Dozens of concerned landowners packed the tiny courtroom at the Upshur County Courthouse Tuesday.
Most of the property lines in the rural corner of Upshur County were drawn according a 167-year old document called the King Survey of 1838.
Plaintiff W.L. Dixon claims the survey has errors and the people living on 784 acres of land, don't really own it.
"We're after a judgment to rule this is a vacancy that exists and we're right," said Dixon.
"During a 30 or 40 year period during the 1800's that's when all the land was titled," said defendants attorney Tom Zabel. "There hasn't been a whole lot of surveying since then and they all call for the King in the East."
It was 2 and a half years ago that hundreds of home owners learned they might not own their homestead.
Even a ruling last year from the state land commissioner has not removed the uncertainty of what the future holds.
"We've not been able to sell our mineral interest we've had our title clouded and we've lost some income would have received other wise," said royalty holders attorney Don Westbrook.

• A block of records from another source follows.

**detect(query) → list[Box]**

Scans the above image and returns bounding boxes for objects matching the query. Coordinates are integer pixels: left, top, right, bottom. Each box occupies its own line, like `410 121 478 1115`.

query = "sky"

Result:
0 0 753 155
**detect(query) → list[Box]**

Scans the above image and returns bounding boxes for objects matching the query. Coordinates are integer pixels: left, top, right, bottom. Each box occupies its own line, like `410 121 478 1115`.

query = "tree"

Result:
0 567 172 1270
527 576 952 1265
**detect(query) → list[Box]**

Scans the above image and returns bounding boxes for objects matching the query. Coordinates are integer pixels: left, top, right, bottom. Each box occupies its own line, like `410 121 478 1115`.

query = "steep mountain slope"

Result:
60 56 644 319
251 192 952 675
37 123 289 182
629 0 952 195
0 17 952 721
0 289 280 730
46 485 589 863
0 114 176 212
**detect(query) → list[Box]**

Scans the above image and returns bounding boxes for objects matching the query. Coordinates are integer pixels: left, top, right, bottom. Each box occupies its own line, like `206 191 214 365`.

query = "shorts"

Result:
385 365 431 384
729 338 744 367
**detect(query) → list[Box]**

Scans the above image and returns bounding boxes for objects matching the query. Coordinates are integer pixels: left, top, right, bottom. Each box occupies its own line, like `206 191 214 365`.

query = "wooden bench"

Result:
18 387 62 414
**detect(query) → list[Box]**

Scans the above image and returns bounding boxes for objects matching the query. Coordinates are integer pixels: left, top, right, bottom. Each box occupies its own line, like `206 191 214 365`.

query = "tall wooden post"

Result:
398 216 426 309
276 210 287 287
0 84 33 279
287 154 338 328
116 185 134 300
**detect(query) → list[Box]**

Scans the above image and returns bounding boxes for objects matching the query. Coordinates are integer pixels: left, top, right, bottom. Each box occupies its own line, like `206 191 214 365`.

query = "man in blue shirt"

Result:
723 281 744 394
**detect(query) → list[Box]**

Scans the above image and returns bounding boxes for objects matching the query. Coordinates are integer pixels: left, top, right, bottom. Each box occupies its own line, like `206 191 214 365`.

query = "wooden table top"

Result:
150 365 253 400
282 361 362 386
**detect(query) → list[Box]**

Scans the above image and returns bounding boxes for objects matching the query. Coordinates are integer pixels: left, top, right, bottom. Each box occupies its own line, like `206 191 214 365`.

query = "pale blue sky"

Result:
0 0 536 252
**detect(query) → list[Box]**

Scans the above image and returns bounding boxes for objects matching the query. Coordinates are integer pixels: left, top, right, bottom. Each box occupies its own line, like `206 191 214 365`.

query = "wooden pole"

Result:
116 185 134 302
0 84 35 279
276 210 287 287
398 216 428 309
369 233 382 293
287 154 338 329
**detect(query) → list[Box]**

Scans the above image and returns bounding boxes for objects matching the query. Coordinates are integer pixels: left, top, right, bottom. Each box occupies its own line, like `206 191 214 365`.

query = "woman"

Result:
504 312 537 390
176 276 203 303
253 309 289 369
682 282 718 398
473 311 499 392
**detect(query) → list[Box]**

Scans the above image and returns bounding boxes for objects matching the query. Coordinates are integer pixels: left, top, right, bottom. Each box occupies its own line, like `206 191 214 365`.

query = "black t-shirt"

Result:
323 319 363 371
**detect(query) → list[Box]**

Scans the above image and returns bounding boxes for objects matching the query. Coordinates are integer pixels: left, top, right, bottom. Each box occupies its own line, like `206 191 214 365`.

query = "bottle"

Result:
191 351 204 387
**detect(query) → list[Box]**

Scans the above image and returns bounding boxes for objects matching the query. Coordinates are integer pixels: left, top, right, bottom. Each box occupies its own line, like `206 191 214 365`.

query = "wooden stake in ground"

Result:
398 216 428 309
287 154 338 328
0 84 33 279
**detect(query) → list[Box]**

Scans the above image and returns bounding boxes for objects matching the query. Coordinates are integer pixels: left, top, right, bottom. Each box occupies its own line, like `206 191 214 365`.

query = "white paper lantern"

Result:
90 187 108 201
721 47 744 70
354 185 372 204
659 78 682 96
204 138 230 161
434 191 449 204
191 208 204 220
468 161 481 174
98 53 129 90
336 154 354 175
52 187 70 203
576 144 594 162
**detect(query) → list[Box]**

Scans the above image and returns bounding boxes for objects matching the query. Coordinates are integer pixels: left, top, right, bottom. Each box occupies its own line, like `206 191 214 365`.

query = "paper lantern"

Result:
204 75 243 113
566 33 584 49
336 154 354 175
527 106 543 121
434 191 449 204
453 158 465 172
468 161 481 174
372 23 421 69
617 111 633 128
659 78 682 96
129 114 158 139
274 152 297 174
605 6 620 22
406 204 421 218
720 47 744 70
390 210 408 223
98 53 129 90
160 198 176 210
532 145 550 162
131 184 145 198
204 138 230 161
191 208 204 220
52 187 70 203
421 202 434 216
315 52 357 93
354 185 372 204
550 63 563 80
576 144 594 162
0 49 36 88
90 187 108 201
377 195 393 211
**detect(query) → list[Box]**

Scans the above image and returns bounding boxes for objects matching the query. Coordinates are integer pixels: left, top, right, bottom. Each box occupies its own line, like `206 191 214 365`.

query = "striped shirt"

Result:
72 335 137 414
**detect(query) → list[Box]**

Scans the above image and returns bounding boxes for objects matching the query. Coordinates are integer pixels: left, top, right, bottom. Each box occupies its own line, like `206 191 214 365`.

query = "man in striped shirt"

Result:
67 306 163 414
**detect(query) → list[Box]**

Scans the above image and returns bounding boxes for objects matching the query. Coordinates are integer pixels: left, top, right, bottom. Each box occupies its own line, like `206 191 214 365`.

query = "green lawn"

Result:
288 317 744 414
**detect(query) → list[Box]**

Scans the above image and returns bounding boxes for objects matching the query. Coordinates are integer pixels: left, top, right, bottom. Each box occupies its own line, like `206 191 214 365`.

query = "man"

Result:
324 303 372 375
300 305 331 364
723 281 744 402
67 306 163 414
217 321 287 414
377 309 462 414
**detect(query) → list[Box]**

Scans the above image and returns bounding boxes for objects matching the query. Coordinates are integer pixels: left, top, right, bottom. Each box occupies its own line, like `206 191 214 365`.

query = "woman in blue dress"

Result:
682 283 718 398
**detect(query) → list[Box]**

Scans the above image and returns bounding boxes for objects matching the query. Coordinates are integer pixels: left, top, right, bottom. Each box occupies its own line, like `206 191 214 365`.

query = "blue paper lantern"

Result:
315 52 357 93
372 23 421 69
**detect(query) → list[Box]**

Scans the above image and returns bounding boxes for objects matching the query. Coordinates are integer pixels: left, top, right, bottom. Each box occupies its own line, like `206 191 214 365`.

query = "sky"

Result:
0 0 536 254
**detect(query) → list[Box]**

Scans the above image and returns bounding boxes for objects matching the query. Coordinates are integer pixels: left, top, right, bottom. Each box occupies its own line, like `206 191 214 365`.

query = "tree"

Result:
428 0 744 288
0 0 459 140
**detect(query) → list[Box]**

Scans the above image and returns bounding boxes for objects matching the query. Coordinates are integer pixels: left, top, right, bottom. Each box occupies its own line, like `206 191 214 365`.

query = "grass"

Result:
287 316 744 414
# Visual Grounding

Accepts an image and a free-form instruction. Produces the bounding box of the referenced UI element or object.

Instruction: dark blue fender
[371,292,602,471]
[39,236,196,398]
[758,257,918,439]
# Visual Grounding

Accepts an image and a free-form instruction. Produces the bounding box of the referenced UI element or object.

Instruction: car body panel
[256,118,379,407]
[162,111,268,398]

By midday the growing number of landowners forced this trial in to a bigger courtroom.
Most of the days testimony came from Garey Gilley a land surveyor from Fort Worth. He claims the land was never surveyed by any company.
More surveyors are expected to testify in the trial, and the job of tracing the steps of a document more than a century old, could take months.
Out of concern for courtroom size Wednesday's trial will be held at the Gilmer Civic Center. The trial will return to the Upshur County Courthouse on Thursday.